Remington created four new calibers for the Model 8 rifle: .25 Remington, .30 Remington, .32 Remington and .35 Remington. These cartridges were rimless designs to allow reliable feeding from box magazines. The Model 8 was offered in five grades of finish (Standard, Special, Peerless, Expert and Premier) and was the first truly reliable high power semiautomatic rifle ever commercialized (1906).

==Use==
The primary market for the Model 8 was sport hunting. The Model 8 was used as a police gun, modified to use detachable extended capacity magazines, among other changes.

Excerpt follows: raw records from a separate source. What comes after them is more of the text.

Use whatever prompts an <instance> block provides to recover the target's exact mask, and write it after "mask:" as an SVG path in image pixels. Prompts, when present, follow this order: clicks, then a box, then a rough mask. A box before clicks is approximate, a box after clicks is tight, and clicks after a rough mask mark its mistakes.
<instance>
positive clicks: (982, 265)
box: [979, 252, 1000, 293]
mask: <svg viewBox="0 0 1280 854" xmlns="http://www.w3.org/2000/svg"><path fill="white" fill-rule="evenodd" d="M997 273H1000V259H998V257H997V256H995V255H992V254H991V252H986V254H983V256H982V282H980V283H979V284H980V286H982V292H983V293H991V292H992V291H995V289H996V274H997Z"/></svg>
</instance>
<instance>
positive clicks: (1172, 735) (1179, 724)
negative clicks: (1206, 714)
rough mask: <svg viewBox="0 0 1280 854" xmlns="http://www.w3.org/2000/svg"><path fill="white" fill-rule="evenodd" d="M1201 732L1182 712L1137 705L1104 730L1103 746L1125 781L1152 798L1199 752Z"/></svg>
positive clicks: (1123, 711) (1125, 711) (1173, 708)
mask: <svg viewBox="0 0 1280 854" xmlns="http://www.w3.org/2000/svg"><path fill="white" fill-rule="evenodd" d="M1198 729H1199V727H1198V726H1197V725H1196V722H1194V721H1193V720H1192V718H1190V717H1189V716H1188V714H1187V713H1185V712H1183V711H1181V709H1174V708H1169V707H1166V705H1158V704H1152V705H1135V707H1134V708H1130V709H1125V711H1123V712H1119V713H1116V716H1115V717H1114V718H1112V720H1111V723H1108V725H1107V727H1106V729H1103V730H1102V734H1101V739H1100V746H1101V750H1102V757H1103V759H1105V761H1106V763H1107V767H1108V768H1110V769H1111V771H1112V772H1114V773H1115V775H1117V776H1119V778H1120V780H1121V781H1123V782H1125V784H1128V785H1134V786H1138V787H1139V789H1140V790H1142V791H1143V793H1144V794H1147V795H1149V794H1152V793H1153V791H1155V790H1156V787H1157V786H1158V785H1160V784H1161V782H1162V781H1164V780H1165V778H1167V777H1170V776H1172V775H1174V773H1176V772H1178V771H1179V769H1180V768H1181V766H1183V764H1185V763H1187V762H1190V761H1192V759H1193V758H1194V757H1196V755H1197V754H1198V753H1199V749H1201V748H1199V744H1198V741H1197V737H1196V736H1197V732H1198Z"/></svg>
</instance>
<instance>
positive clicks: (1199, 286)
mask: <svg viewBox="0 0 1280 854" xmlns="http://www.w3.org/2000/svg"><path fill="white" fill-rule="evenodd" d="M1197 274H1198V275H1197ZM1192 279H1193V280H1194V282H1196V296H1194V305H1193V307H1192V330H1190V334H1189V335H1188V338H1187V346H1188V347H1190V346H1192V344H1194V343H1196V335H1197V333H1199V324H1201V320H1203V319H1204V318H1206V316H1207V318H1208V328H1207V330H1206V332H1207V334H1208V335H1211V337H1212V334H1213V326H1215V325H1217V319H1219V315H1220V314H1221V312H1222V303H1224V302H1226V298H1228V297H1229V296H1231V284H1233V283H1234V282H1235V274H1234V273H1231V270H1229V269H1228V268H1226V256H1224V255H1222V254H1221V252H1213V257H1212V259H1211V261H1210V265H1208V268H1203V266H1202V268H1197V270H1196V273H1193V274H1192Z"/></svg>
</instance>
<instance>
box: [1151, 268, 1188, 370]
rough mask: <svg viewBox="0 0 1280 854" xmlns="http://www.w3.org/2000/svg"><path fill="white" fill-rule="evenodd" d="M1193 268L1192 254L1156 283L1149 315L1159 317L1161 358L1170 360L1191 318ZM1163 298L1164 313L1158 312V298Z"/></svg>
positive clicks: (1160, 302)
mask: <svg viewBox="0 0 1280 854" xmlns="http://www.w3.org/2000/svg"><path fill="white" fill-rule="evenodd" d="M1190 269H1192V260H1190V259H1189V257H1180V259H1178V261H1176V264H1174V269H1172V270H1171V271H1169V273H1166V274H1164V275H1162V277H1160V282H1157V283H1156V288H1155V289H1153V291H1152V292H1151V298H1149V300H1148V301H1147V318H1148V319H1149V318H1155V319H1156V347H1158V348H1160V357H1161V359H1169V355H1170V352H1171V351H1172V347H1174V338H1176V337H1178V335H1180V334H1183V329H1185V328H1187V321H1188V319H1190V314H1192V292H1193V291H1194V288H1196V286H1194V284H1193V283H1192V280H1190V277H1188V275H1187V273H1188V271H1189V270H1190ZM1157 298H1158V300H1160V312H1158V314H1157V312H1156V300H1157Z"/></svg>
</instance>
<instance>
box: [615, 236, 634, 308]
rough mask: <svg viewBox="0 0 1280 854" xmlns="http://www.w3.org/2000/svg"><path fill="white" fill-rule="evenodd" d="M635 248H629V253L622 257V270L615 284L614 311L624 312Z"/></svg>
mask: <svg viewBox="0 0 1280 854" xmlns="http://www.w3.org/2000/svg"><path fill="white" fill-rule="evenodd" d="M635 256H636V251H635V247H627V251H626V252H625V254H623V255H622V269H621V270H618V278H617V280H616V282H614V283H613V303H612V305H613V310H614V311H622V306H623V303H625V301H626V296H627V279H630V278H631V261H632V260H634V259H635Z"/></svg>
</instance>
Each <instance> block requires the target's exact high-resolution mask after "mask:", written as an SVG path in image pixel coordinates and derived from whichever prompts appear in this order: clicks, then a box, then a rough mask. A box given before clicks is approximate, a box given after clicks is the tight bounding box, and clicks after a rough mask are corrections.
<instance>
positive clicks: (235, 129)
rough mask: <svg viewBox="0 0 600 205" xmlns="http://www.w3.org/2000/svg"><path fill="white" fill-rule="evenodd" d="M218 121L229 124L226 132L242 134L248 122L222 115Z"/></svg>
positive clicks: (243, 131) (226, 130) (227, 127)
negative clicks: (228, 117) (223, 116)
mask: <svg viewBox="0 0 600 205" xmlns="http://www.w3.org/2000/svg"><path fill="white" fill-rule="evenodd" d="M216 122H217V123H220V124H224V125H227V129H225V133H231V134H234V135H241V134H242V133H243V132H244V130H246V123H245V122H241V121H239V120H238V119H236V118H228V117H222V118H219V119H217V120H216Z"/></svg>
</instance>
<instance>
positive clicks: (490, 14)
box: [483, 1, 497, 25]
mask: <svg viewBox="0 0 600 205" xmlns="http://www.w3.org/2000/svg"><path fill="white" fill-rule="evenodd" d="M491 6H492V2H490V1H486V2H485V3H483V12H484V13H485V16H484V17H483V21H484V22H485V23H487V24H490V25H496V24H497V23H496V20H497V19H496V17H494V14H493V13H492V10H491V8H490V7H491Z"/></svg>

It saw limited use in World War I, 100 FN Model 1900s were being used by the French Aéronautique Militaire until about 1916, a further Acquisition of 400 Model 8s was discussed however this doesn't seem to have happened. It is noted as the rifle of choice by famed Texas Ranger Frank Hamer. Hamer's rifle was a customized .35 Remington Model 8 with a special-order 15-round magazine from Petmeckey's Sporting Goods store in Austin, Texas. He was shipped serial number 10045, and this was just one of at least two Model 8s used in the ambush of Clyde Barrow and Bonnie Parker. The rifle was modified to accept a "police only" 20-round magazine obtained through the Peace Officers Equipment Company in St. Joseph, Missouri.

==Variants==
=== Model 81 Woodsmaster ===
In 1936, Remington dropped the Model 8 and introduced the Model 81 Woodsmaster with improvements by C.C. Loomis. The Model 81 was offered in .300 Savage and the .25 Remington chambering was dropped after a limited number of 81s were chambered in this round. It was additionally offered in Standard (81A), Special (81B), Peerless (81D), Expert (81E) and Premier (81F) grades. The Federal Bureau of Investigation acquired some Model 81 rifles chambered for .30 Remington and .35 Remington in response to the 1933 Kansas City Massacre. Production of the Model 81 ceased in 1950.